For all that, there are two stand-out performances in the story – Tom Baker and Louise Jameson as the Fourth Doctor and Leela, here feeling much more united as friends than in previous stories. It’s only when you watch the beginning of Underworld that you realise quite how rare shots of the Fourth Doctor actually flying the Tardis are, and also, how good at them Tom Baker really was, given that rarity. Check out Louise Jameson doing superb sulky savage teenager acting when she’s ‘pacified’ as if by a Justin Bieber poster, and when the Doctor brings her round from her sop-fest – ‘You’re laughing at me. You’re all laughing at me. I’ll smash your stupid smirks off your stupid faces…’ – absolutely joyous.

The dialogue between the Doctor and Leela throughout the course of Underworld shows that while the Bristol Boys had a talent for core ideas, and historical padding that added immeasurably to the canon, it’s actually in characterization that their truest skills really lay. If you can overlook the faintly obvious storyline, the ludicrous costumes and the gorblimey overuse of CSO to within an inch of the audience’s patience, Underworld can be good fun as a masterclass in carrying on regardless (the quest for the actors is clearly the quest to keep taking things seriously against the bluescreen 70s nothing of their environment), and in the development of the relationship between the Doctor and Leela as it heads towards its denouement in The Invasion of Time. Perversely enough of course, in the Oracle, the Doctor is again triumphant against another computer with ideas above its station, enslaving the humanoids in its care and setting them against each other – a dilemma familiar to Leela from her home world under the schizophrenic rule of Xoanon In Face of Evil.

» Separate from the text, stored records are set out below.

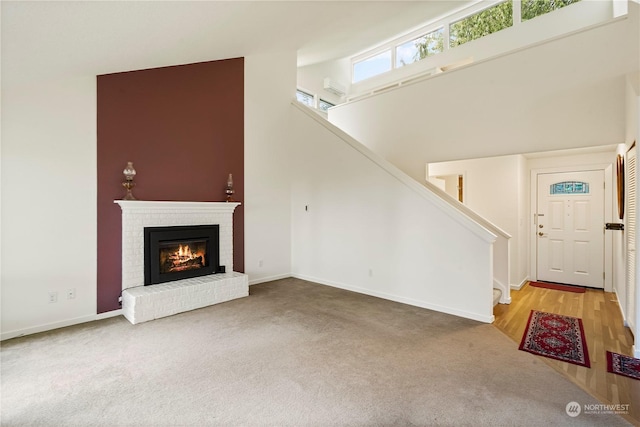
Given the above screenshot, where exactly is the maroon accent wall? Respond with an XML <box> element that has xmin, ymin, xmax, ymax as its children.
<box><xmin>97</xmin><ymin>58</ymin><xmax>244</xmax><ymax>313</ymax></box>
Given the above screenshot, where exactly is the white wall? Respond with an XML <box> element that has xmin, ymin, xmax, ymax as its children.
<box><xmin>517</xmin><ymin>154</ymin><xmax>530</xmax><ymax>288</ymax></box>
<box><xmin>1</xmin><ymin>75</ymin><xmax>99</xmax><ymax>337</ymax></box>
<box><xmin>0</xmin><ymin>51</ymin><xmax>297</xmax><ymax>338</ymax></box>
<box><xmin>290</xmin><ymin>104</ymin><xmax>495</xmax><ymax>323</ymax></box>
<box><xmin>527</xmin><ymin>149</ymin><xmax>617</xmax><ymax>291</ymax></box>
<box><xmin>297</xmin><ymin>58</ymin><xmax>350</xmax><ymax>106</ymax></box>
<box><xmin>244</xmin><ymin>51</ymin><xmax>296</xmax><ymax>285</ymax></box>
<box><xmin>349</xmin><ymin>0</ymin><xmax>612</xmax><ymax>97</ymax></box>
<box><xmin>329</xmin><ymin>13</ymin><xmax>636</xmax><ymax>183</ymax></box>
<box><xmin>428</xmin><ymin>155</ymin><xmax>528</xmax><ymax>288</ymax></box>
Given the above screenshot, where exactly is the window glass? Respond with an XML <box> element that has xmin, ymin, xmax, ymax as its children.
<box><xmin>318</xmin><ymin>99</ymin><xmax>335</xmax><ymax>112</ymax></box>
<box><xmin>396</xmin><ymin>28</ymin><xmax>444</xmax><ymax>67</ymax></box>
<box><xmin>296</xmin><ymin>89</ymin><xmax>314</xmax><ymax>107</ymax></box>
<box><xmin>522</xmin><ymin>0</ymin><xmax>581</xmax><ymax>22</ymax></box>
<box><xmin>353</xmin><ymin>50</ymin><xmax>392</xmax><ymax>83</ymax></box>
<box><xmin>449</xmin><ymin>1</ymin><xmax>513</xmax><ymax>48</ymax></box>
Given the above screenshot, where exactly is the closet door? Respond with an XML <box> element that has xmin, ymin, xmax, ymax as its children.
<box><xmin>626</xmin><ymin>146</ymin><xmax>637</xmax><ymax>332</ymax></box>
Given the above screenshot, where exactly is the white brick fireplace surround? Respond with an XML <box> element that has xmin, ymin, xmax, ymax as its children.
<box><xmin>114</xmin><ymin>201</ymin><xmax>248</xmax><ymax>324</ymax></box>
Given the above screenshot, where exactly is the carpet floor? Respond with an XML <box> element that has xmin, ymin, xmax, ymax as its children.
<box><xmin>1</xmin><ymin>278</ymin><xmax>631</xmax><ymax>426</ymax></box>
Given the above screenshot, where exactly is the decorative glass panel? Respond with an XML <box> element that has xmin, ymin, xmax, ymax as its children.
<box><xmin>318</xmin><ymin>99</ymin><xmax>335</xmax><ymax>112</ymax></box>
<box><xmin>296</xmin><ymin>89</ymin><xmax>314</xmax><ymax>107</ymax></box>
<box><xmin>550</xmin><ymin>181</ymin><xmax>589</xmax><ymax>195</ymax></box>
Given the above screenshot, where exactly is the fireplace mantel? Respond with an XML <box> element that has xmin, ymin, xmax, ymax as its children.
<box><xmin>114</xmin><ymin>200</ymin><xmax>241</xmax><ymax>212</ymax></box>
<box><xmin>114</xmin><ymin>200</ymin><xmax>248</xmax><ymax>324</ymax></box>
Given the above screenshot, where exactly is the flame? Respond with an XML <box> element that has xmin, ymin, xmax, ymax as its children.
<box><xmin>178</xmin><ymin>245</ymin><xmax>191</xmax><ymax>258</ymax></box>
<box><xmin>161</xmin><ymin>242</ymin><xmax>206</xmax><ymax>273</ymax></box>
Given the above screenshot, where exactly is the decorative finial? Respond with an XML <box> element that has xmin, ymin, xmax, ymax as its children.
<box><xmin>122</xmin><ymin>162</ymin><xmax>137</xmax><ymax>200</ymax></box>
<box><xmin>225</xmin><ymin>173</ymin><xmax>234</xmax><ymax>202</ymax></box>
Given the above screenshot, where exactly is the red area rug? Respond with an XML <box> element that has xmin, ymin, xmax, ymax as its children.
<box><xmin>529</xmin><ymin>281</ymin><xmax>585</xmax><ymax>293</ymax></box>
<box><xmin>606</xmin><ymin>351</ymin><xmax>640</xmax><ymax>380</ymax></box>
<box><xmin>519</xmin><ymin>310</ymin><xmax>590</xmax><ymax>367</ymax></box>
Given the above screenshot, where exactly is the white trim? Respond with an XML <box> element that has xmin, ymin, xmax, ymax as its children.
<box><xmin>511</xmin><ymin>276</ymin><xmax>530</xmax><ymax>290</ymax></box>
<box><xmin>292</xmin><ymin>273</ymin><xmax>495</xmax><ymax>324</ymax></box>
<box><xmin>344</xmin><ymin>8</ymin><xmax>625</xmax><ymax>104</ymax></box>
<box><xmin>529</xmin><ymin>164</ymin><xmax>613</xmax><ymax>292</ymax></box>
<box><xmin>493</xmin><ymin>278</ymin><xmax>511</xmax><ymax>304</ymax></box>
<box><xmin>96</xmin><ymin>309</ymin><xmax>123</xmax><ymax>320</ymax></box>
<box><xmin>293</xmin><ymin>101</ymin><xmax>499</xmax><ymax>244</ymax></box>
<box><xmin>249</xmin><ymin>273</ymin><xmax>292</xmax><ymax>286</ymax></box>
<box><xmin>114</xmin><ymin>200</ymin><xmax>240</xmax><ymax>212</ymax></box>
<box><xmin>349</xmin><ymin>0</ymin><xmax>591</xmax><ymax>87</ymax></box>
<box><xmin>1</xmin><ymin>310</ymin><xmax>123</xmax><ymax>342</ymax></box>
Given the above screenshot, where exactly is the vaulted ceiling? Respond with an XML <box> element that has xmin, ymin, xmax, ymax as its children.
<box><xmin>1</xmin><ymin>1</ymin><xmax>471</xmax><ymax>86</ymax></box>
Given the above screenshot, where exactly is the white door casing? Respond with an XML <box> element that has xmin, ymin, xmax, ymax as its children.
<box><xmin>536</xmin><ymin>170</ymin><xmax>604</xmax><ymax>288</ymax></box>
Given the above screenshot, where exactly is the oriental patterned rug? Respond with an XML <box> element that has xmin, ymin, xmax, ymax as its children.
<box><xmin>606</xmin><ymin>351</ymin><xmax>640</xmax><ymax>380</ymax></box>
<box><xmin>519</xmin><ymin>310</ymin><xmax>590</xmax><ymax>368</ymax></box>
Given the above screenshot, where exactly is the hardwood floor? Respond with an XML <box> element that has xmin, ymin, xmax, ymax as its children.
<box><xmin>493</xmin><ymin>283</ymin><xmax>640</xmax><ymax>424</ymax></box>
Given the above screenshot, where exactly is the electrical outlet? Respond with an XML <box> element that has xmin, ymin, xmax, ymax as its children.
<box><xmin>259</xmin><ymin>260</ymin><xmax>264</xmax><ymax>268</ymax></box>
<box><xmin>48</xmin><ymin>292</ymin><xmax>58</xmax><ymax>303</ymax></box>
<box><xmin>67</xmin><ymin>288</ymin><xmax>76</xmax><ymax>299</ymax></box>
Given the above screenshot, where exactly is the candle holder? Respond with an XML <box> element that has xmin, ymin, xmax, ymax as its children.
<box><xmin>225</xmin><ymin>173</ymin><xmax>234</xmax><ymax>202</ymax></box>
<box><xmin>122</xmin><ymin>161</ymin><xmax>137</xmax><ymax>200</ymax></box>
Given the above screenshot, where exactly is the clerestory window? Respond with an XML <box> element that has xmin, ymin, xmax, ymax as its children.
<box><xmin>449</xmin><ymin>1</ymin><xmax>513</xmax><ymax>48</ymax></box>
<box><xmin>522</xmin><ymin>0</ymin><xmax>582</xmax><ymax>21</ymax></box>
<box><xmin>351</xmin><ymin>0</ymin><xmax>583</xmax><ymax>84</ymax></box>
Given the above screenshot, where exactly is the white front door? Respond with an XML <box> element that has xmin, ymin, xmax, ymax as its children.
<box><xmin>536</xmin><ymin>170</ymin><xmax>604</xmax><ymax>288</ymax></box>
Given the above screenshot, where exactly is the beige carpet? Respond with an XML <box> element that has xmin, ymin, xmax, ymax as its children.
<box><xmin>1</xmin><ymin>278</ymin><xmax>631</xmax><ymax>426</ymax></box>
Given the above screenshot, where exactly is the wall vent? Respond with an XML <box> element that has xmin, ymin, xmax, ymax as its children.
<box><xmin>323</xmin><ymin>77</ymin><xmax>346</xmax><ymax>96</ymax></box>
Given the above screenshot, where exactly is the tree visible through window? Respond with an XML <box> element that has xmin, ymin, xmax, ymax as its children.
<box><xmin>449</xmin><ymin>1</ymin><xmax>513</xmax><ymax>48</ymax></box>
<box><xmin>353</xmin><ymin>0</ymin><xmax>584</xmax><ymax>82</ymax></box>
<box><xmin>522</xmin><ymin>0</ymin><xmax>581</xmax><ymax>21</ymax></box>
<box><xmin>397</xmin><ymin>28</ymin><xmax>444</xmax><ymax>67</ymax></box>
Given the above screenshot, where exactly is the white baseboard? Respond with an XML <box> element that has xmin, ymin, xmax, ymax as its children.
<box><xmin>511</xmin><ymin>277</ymin><xmax>529</xmax><ymax>290</ymax></box>
<box><xmin>248</xmin><ymin>273</ymin><xmax>292</xmax><ymax>286</ymax></box>
<box><xmin>1</xmin><ymin>309</ymin><xmax>124</xmax><ymax>342</ymax></box>
<box><xmin>292</xmin><ymin>273</ymin><xmax>494</xmax><ymax>324</ymax></box>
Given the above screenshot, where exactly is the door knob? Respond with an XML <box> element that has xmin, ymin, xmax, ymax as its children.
<box><xmin>538</xmin><ymin>232</ymin><xmax>545</xmax><ymax>236</ymax></box>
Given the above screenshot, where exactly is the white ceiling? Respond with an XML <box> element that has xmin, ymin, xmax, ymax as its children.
<box><xmin>1</xmin><ymin>0</ymin><xmax>471</xmax><ymax>86</ymax></box>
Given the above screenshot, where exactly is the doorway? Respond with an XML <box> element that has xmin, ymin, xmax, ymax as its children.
<box><xmin>430</xmin><ymin>174</ymin><xmax>464</xmax><ymax>203</ymax></box>
<box><xmin>535</xmin><ymin>170</ymin><xmax>605</xmax><ymax>288</ymax></box>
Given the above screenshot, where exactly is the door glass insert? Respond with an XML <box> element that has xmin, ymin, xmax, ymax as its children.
<box><xmin>550</xmin><ymin>181</ymin><xmax>589</xmax><ymax>195</ymax></box>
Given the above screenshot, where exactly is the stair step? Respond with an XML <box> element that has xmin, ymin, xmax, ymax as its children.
<box><xmin>493</xmin><ymin>288</ymin><xmax>502</xmax><ymax>306</ymax></box>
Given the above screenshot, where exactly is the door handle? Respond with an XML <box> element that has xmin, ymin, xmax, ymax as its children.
<box><xmin>538</xmin><ymin>232</ymin><xmax>545</xmax><ymax>237</ymax></box>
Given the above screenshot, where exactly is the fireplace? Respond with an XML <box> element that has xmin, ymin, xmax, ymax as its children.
<box><xmin>115</xmin><ymin>201</ymin><xmax>248</xmax><ymax>325</ymax></box>
<box><xmin>144</xmin><ymin>225</ymin><xmax>221</xmax><ymax>285</ymax></box>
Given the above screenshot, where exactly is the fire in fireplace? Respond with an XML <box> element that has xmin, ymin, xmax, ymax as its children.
<box><xmin>144</xmin><ymin>225</ymin><xmax>220</xmax><ymax>285</ymax></box>
<box><xmin>159</xmin><ymin>240</ymin><xmax>207</xmax><ymax>274</ymax></box>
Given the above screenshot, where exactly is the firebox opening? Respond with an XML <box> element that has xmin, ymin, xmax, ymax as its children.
<box><xmin>159</xmin><ymin>239</ymin><xmax>207</xmax><ymax>274</ymax></box>
<box><xmin>144</xmin><ymin>224</ymin><xmax>220</xmax><ymax>285</ymax></box>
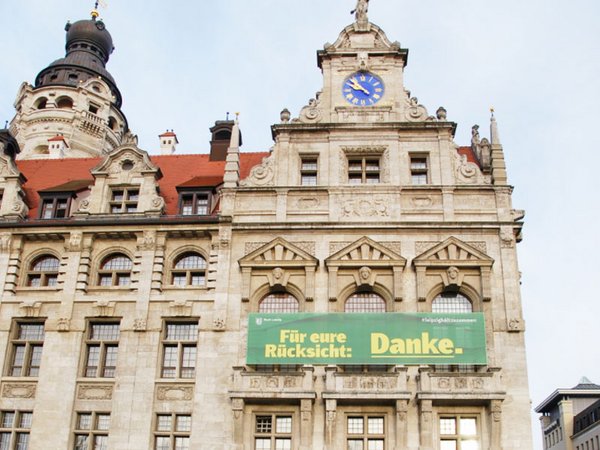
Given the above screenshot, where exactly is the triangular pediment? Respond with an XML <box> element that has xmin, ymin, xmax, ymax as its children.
<box><xmin>239</xmin><ymin>238</ymin><xmax>318</xmax><ymax>269</ymax></box>
<box><xmin>413</xmin><ymin>237</ymin><xmax>493</xmax><ymax>267</ymax></box>
<box><xmin>325</xmin><ymin>22</ymin><xmax>401</xmax><ymax>52</ymax></box>
<box><xmin>325</xmin><ymin>237</ymin><xmax>406</xmax><ymax>268</ymax></box>
<box><xmin>92</xmin><ymin>145</ymin><xmax>162</xmax><ymax>178</ymax></box>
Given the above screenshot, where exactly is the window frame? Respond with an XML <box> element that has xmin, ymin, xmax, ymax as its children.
<box><xmin>170</xmin><ymin>252</ymin><xmax>207</xmax><ymax>288</ymax></box>
<box><xmin>300</xmin><ymin>156</ymin><xmax>318</xmax><ymax>186</ymax></box>
<box><xmin>97</xmin><ymin>253</ymin><xmax>133</xmax><ymax>288</ymax></box>
<box><xmin>177</xmin><ymin>190</ymin><xmax>211</xmax><ymax>216</ymax></box>
<box><xmin>38</xmin><ymin>194</ymin><xmax>72</xmax><ymax>219</ymax></box>
<box><xmin>160</xmin><ymin>321</ymin><xmax>198</xmax><ymax>379</ymax></box>
<box><xmin>153</xmin><ymin>413</ymin><xmax>192</xmax><ymax>450</ymax></box>
<box><xmin>438</xmin><ymin>414</ymin><xmax>480</xmax><ymax>450</ymax></box>
<box><xmin>83</xmin><ymin>322</ymin><xmax>120</xmax><ymax>378</ymax></box>
<box><xmin>344</xmin><ymin>413</ymin><xmax>387</xmax><ymax>450</ymax></box>
<box><xmin>7</xmin><ymin>322</ymin><xmax>45</xmax><ymax>377</ymax></box>
<box><xmin>253</xmin><ymin>413</ymin><xmax>294</xmax><ymax>450</ymax></box>
<box><xmin>344</xmin><ymin>292</ymin><xmax>387</xmax><ymax>313</ymax></box>
<box><xmin>108</xmin><ymin>186</ymin><xmax>139</xmax><ymax>214</ymax></box>
<box><xmin>347</xmin><ymin>156</ymin><xmax>381</xmax><ymax>185</ymax></box>
<box><xmin>73</xmin><ymin>411</ymin><xmax>110</xmax><ymax>450</ymax></box>
<box><xmin>25</xmin><ymin>254</ymin><xmax>60</xmax><ymax>288</ymax></box>
<box><xmin>409</xmin><ymin>154</ymin><xmax>429</xmax><ymax>185</ymax></box>
<box><xmin>0</xmin><ymin>410</ymin><xmax>32</xmax><ymax>450</ymax></box>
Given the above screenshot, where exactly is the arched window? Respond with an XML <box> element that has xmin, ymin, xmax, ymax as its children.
<box><xmin>27</xmin><ymin>255</ymin><xmax>60</xmax><ymax>287</ymax></box>
<box><xmin>432</xmin><ymin>292</ymin><xmax>473</xmax><ymax>313</ymax></box>
<box><xmin>171</xmin><ymin>252</ymin><xmax>207</xmax><ymax>286</ymax></box>
<box><xmin>56</xmin><ymin>96</ymin><xmax>73</xmax><ymax>109</ymax></box>
<box><xmin>34</xmin><ymin>97</ymin><xmax>47</xmax><ymax>109</ymax></box>
<box><xmin>259</xmin><ymin>293</ymin><xmax>299</xmax><ymax>313</ymax></box>
<box><xmin>345</xmin><ymin>292</ymin><xmax>386</xmax><ymax>313</ymax></box>
<box><xmin>98</xmin><ymin>254</ymin><xmax>132</xmax><ymax>287</ymax></box>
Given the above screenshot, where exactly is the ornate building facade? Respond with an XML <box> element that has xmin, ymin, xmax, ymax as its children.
<box><xmin>0</xmin><ymin>5</ymin><xmax>532</xmax><ymax>450</ymax></box>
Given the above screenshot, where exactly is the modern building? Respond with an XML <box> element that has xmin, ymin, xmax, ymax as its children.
<box><xmin>536</xmin><ymin>378</ymin><xmax>600</xmax><ymax>450</ymax></box>
<box><xmin>0</xmin><ymin>4</ymin><xmax>533</xmax><ymax>449</ymax></box>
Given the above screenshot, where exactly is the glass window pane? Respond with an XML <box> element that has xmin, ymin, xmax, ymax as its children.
<box><xmin>348</xmin><ymin>440</ymin><xmax>364</xmax><ymax>450</ymax></box>
<box><xmin>91</xmin><ymin>324</ymin><xmax>120</xmax><ymax>340</ymax></box>
<box><xmin>440</xmin><ymin>418</ymin><xmax>456</xmax><ymax>435</ymax></box>
<box><xmin>460</xmin><ymin>418</ymin><xmax>477</xmax><ymax>436</ymax></box>
<box><xmin>102</xmin><ymin>255</ymin><xmax>132</xmax><ymax>270</ymax></box>
<box><xmin>15</xmin><ymin>433</ymin><xmax>28</xmax><ymax>450</ymax></box>
<box><xmin>96</xmin><ymin>414</ymin><xmax>110</xmax><ymax>431</ymax></box>
<box><xmin>28</xmin><ymin>346</ymin><xmax>43</xmax><ymax>376</ymax></box>
<box><xmin>19</xmin><ymin>413</ymin><xmax>32</xmax><ymax>429</ymax></box>
<box><xmin>367</xmin><ymin>417</ymin><xmax>384</xmax><ymax>434</ymax></box>
<box><xmin>190</xmin><ymin>273</ymin><xmax>205</xmax><ymax>286</ymax></box>
<box><xmin>1</xmin><ymin>412</ymin><xmax>15</xmax><ymax>428</ymax></box>
<box><xmin>32</xmin><ymin>256</ymin><xmax>60</xmax><ymax>271</ymax></box>
<box><xmin>94</xmin><ymin>435</ymin><xmax>108</xmax><ymax>450</ymax></box>
<box><xmin>461</xmin><ymin>440</ymin><xmax>479</xmax><ymax>450</ymax></box>
<box><xmin>99</xmin><ymin>275</ymin><xmax>112</xmax><ymax>286</ymax></box>
<box><xmin>166</xmin><ymin>324</ymin><xmax>197</xmax><ymax>341</ymax></box>
<box><xmin>0</xmin><ymin>434</ymin><xmax>10</xmax><ymax>450</ymax></box>
<box><xmin>259</xmin><ymin>294</ymin><xmax>299</xmax><ymax>313</ymax></box>
<box><xmin>176</xmin><ymin>415</ymin><xmax>192</xmax><ymax>432</ymax></box>
<box><xmin>275</xmin><ymin>439</ymin><xmax>291</xmax><ymax>450</ymax></box>
<box><xmin>367</xmin><ymin>440</ymin><xmax>384</xmax><ymax>450</ymax></box>
<box><xmin>345</xmin><ymin>293</ymin><xmax>386</xmax><ymax>313</ymax></box>
<box><xmin>440</xmin><ymin>441</ymin><xmax>457</xmax><ymax>450</ymax></box>
<box><xmin>347</xmin><ymin>417</ymin><xmax>364</xmax><ymax>434</ymax></box>
<box><xmin>255</xmin><ymin>438</ymin><xmax>271</xmax><ymax>450</ymax></box>
<box><xmin>155</xmin><ymin>436</ymin><xmax>170</xmax><ymax>450</ymax></box>
<box><xmin>117</xmin><ymin>275</ymin><xmax>131</xmax><ymax>286</ymax></box>
<box><xmin>432</xmin><ymin>293</ymin><xmax>472</xmax><ymax>313</ymax></box>
<box><xmin>86</xmin><ymin>345</ymin><xmax>100</xmax><ymax>377</ymax></box>
<box><xmin>275</xmin><ymin>416</ymin><xmax>292</xmax><ymax>433</ymax></box>
<box><xmin>156</xmin><ymin>415</ymin><xmax>172</xmax><ymax>432</ymax></box>
<box><xmin>78</xmin><ymin>413</ymin><xmax>92</xmax><ymax>430</ymax></box>
<box><xmin>256</xmin><ymin>416</ymin><xmax>272</xmax><ymax>433</ymax></box>
<box><xmin>103</xmin><ymin>346</ymin><xmax>118</xmax><ymax>377</ymax></box>
<box><xmin>175</xmin><ymin>254</ymin><xmax>206</xmax><ymax>270</ymax></box>
<box><xmin>175</xmin><ymin>436</ymin><xmax>189</xmax><ymax>450</ymax></box>
<box><xmin>172</xmin><ymin>274</ymin><xmax>187</xmax><ymax>286</ymax></box>
<box><xmin>19</xmin><ymin>324</ymin><xmax>44</xmax><ymax>340</ymax></box>
<box><xmin>74</xmin><ymin>435</ymin><xmax>88</xmax><ymax>450</ymax></box>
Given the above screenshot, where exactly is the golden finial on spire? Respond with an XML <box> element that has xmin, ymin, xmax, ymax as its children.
<box><xmin>490</xmin><ymin>106</ymin><xmax>495</xmax><ymax>117</ymax></box>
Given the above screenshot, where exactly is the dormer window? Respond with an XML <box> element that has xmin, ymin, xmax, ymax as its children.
<box><xmin>110</xmin><ymin>188</ymin><xmax>139</xmax><ymax>214</ymax></box>
<box><xmin>39</xmin><ymin>195</ymin><xmax>71</xmax><ymax>219</ymax></box>
<box><xmin>178</xmin><ymin>191</ymin><xmax>210</xmax><ymax>216</ymax></box>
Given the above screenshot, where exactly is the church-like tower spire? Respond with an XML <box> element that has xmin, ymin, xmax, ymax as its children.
<box><xmin>10</xmin><ymin>12</ymin><xmax>129</xmax><ymax>159</ymax></box>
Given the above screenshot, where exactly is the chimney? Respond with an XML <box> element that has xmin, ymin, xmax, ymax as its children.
<box><xmin>209</xmin><ymin>120</ymin><xmax>242</xmax><ymax>161</ymax></box>
<box><xmin>159</xmin><ymin>130</ymin><xmax>178</xmax><ymax>155</ymax></box>
<box><xmin>47</xmin><ymin>135</ymin><xmax>69</xmax><ymax>158</ymax></box>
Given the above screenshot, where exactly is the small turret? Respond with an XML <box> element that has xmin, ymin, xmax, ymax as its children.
<box><xmin>159</xmin><ymin>130</ymin><xmax>178</xmax><ymax>155</ymax></box>
<box><xmin>47</xmin><ymin>135</ymin><xmax>69</xmax><ymax>158</ymax></box>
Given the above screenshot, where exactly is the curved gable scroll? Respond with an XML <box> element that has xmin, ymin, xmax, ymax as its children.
<box><xmin>325</xmin><ymin>237</ymin><xmax>406</xmax><ymax>302</ymax></box>
<box><xmin>413</xmin><ymin>237</ymin><xmax>494</xmax><ymax>302</ymax></box>
<box><xmin>75</xmin><ymin>145</ymin><xmax>165</xmax><ymax>217</ymax></box>
<box><xmin>238</xmin><ymin>238</ymin><xmax>318</xmax><ymax>302</ymax></box>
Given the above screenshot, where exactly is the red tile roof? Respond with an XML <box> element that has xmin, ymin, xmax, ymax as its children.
<box><xmin>16</xmin><ymin>152</ymin><xmax>268</xmax><ymax>218</ymax></box>
<box><xmin>457</xmin><ymin>146</ymin><xmax>480</xmax><ymax>167</ymax></box>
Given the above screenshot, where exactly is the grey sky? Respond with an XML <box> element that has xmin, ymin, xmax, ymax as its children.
<box><xmin>1</xmin><ymin>1</ymin><xmax>599</xmax><ymax>448</ymax></box>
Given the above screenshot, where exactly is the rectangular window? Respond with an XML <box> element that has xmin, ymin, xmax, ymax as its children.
<box><xmin>109</xmin><ymin>188</ymin><xmax>139</xmax><ymax>214</ymax></box>
<box><xmin>8</xmin><ymin>323</ymin><xmax>45</xmax><ymax>377</ymax></box>
<box><xmin>410</xmin><ymin>156</ymin><xmax>429</xmax><ymax>185</ymax></box>
<box><xmin>178</xmin><ymin>192</ymin><xmax>209</xmax><ymax>215</ymax></box>
<box><xmin>439</xmin><ymin>416</ymin><xmax>479</xmax><ymax>450</ymax></box>
<box><xmin>348</xmin><ymin>157</ymin><xmax>380</xmax><ymax>184</ymax></box>
<box><xmin>300</xmin><ymin>158</ymin><xmax>318</xmax><ymax>186</ymax></box>
<box><xmin>161</xmin><ymin>322</ymin><xmax>198</xmax><ymax>379</ymax></box>
<box><xmin>0</xmin><ymin>411</ymin><xmax>32</xmax><ymax>450</ymax></box>
<box><xmin>154</xmin><ymin>414</ymin><xmax>191</xmax><ymax>450</ymax></box>
<box><xmin>84</xmin><ymin>323</ymin><xmax>120</xmax><ymax>378</ymax></box>
<box><xmin>254</xmin><ymin>414</ymin><xmax>292</xmax><ymax>450</ymax></box>
<box><xmin>74</xmin><ymin>412</ymin><xmax>110</xmax><ymax>450</ymax></box>
<box><xmin>347</xmin><ymin>415</ymin><xmax>385</xmax><ymax>450</ymax></box>
<box><xmin>39</xmin><ymin>195</ymin><xmax>71</xmax><ymax>219</ymax></box>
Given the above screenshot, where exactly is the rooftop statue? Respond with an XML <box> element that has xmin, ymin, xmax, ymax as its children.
<box><xmin>351</xmin><ymin>0</ymin><xmax>369</xmax><ymax>25</ymax></box>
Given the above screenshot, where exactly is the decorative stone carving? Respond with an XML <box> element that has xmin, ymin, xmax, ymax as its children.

There are very few senses in which Underworld is classic Doctor Who. But in one of the best Doctors, and one of the best realised companions, both working at the very height of their powers even against all the odds of experimental production techniques and exhausted budgets, it deserves a re-watch on its anniversary. Settle in and go beneath the surface, to find the real pleasures of Underworld in the layered performances of its leads.